Olmos was right on the wavelength of "El Pachuco," the strutting, posing, super-macho narrator and mordant conscience of the story. "I spoke in calo, street jive from the streets of East L.A. -- a mix of Spanish, English and Gypsy," he says. "They asked me if I could dance, and I hit a perfect set of splits, turning the brim of my hat as I came up." He got the part.
Zoot Suit, which opened in February 1978, was scheduled to run at the Mark Taper for ten days. It ended up playing for a year before moving to Broadway, where it closed after seven weeks. Olmos' disappointment was soothed by a Tony nomination (he had already won a Los Angeles Drama Critics Circle award and a Theater World award) and the chance to star in the film version of the play, which Valdez also directed. Acting roles came in faster after that. Wolfen (1981) was followed by Blade Runner (1982), in which Olmos played a multiethnic in the year 2019, who he explains, "had German blue eyes, Japanese-slanted eyes, Chinese yellow skin and spoke ten languages fluently."

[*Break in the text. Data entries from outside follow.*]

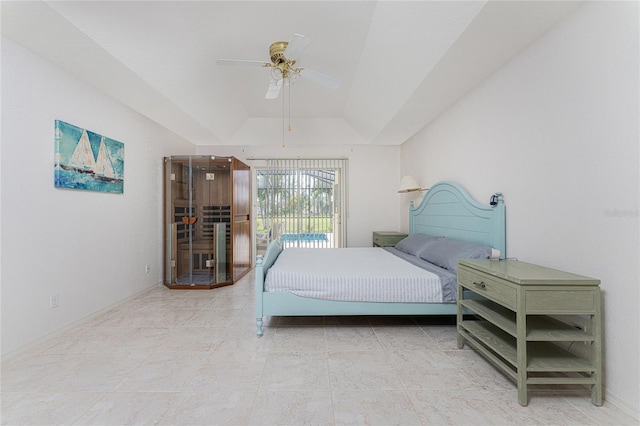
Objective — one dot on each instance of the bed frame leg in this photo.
(259, 327)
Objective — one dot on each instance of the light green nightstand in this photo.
(387, 238)
(517, 325)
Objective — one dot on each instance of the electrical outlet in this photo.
(54, 301)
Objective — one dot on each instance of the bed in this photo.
(446, 220)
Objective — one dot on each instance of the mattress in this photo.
(365, 274)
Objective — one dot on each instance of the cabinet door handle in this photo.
(481, 284)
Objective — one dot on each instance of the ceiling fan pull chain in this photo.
(283, 117)
(289, 104)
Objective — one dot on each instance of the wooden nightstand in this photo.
(387, 238)
(517, 325)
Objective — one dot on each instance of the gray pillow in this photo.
(445, 252)
(414, 244)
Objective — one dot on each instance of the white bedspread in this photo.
(352, 274)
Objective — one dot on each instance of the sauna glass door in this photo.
(197, 217)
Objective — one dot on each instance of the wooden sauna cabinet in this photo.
(207, 211)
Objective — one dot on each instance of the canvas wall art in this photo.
(87, 160)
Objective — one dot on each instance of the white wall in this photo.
(89, 248)
(557, 131)
(373, 181)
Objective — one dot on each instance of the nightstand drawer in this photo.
(489, 287)
(558, 301)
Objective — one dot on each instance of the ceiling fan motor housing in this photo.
(276, 51)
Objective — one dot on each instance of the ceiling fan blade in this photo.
(242, 63)
(296, 46)
(274, 89)
(325, 80)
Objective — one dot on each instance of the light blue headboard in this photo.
(448, 210)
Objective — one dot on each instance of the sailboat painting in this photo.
(87, 160)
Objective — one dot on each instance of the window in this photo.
(302, 202)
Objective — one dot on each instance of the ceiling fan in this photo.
(283, 58)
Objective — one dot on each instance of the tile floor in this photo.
(174, 357)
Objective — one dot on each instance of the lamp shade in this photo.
(408, 184)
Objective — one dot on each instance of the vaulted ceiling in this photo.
(401, 63)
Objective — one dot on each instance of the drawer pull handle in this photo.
(481, 284)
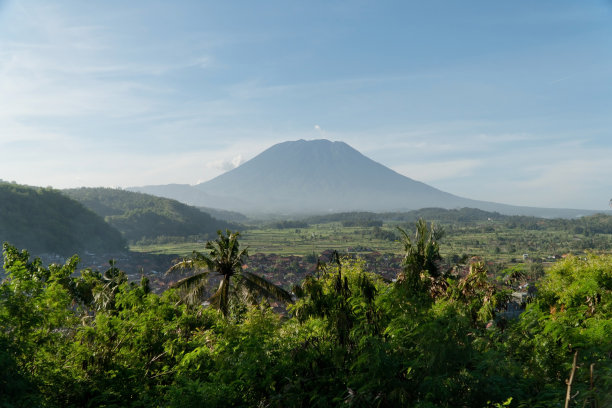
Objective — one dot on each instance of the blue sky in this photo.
(500, 101)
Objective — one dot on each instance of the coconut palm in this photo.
(226, 259)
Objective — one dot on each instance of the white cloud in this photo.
(227, 164)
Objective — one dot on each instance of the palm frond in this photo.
(192, 288)
(220, 299)
(264, 287)
(197, 260)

Olmos' next role was as star of a PBS special, The Ballad of Gregorio Cortez, a true story about a Mexican cowhand who became the object of one of the biggest manhunts in Texas history, all because of an incorrectly translated word. He threw himself into the part with characteristic fervor, studying old newspaper clippings and photographs for clues to Cortez's inner state. The most audacious touch, perhaps, was the decision to have Cortez speak Spanish throughout the movie -- no subtitles. "I wanted to put non- Spanish speaking viewers in the same predicament as the law-abiding citizens of that community," says Olmos. "I wanted the audience to be in the shoes of Gregorio Cortez."

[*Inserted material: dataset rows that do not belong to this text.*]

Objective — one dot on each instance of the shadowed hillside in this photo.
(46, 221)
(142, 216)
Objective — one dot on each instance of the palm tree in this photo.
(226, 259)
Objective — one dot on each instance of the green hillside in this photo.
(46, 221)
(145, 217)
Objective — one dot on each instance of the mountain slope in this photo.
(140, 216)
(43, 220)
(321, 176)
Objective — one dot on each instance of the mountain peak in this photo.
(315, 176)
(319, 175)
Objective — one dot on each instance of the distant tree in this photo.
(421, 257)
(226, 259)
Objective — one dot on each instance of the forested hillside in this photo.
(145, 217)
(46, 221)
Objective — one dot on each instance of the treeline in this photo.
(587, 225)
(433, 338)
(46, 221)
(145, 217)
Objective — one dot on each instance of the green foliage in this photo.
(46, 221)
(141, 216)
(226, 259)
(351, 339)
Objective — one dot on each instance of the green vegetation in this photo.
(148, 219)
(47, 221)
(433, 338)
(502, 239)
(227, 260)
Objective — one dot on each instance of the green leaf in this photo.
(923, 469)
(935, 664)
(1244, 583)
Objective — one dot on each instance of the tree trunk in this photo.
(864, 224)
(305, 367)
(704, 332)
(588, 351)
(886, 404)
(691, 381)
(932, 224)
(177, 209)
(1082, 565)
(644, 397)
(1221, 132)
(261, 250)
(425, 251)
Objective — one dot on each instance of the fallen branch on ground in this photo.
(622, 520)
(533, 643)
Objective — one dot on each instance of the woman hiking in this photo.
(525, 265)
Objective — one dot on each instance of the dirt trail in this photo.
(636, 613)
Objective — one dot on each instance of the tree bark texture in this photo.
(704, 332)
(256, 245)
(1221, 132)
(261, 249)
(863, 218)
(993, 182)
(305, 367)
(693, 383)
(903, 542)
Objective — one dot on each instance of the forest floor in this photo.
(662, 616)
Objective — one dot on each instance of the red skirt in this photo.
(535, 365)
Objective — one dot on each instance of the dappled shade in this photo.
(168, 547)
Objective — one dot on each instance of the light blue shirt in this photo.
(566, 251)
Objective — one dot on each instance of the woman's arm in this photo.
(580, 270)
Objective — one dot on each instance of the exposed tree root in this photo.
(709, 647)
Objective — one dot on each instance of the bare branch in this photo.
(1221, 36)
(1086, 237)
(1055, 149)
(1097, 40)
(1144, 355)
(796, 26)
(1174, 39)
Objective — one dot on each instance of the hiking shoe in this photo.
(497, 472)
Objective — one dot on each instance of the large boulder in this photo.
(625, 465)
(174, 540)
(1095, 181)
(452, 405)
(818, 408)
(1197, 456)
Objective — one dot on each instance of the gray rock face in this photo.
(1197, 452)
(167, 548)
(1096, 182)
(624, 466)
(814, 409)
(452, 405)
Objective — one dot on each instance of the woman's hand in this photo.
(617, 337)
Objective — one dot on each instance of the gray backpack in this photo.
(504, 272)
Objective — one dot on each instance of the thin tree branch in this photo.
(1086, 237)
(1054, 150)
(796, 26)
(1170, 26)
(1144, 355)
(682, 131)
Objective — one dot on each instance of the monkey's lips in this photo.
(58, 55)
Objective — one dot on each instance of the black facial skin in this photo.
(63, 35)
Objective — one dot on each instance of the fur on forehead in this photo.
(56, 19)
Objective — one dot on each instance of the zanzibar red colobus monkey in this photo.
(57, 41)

And he wanted that audience to be enormous. "After the movie aired on American Playhouse, everybody was ready to put it to bed," recalls Tom Bower, a friend of Olmos' who plays the interpreter in Cortez. "For Eddie, it was just the beginning." Olmos devoted an extraordinary five years to making and promoting Cortez, and the effort took a heavy emotional and financial toll. At one point, friends held a fund raiser to help with his travel expenses. Passing up potentially lucrative parts in such films as Scarface, Firestarter, Band of the Hand, Streets of Fire and Red Dawn put a severe strain on the family budget as well.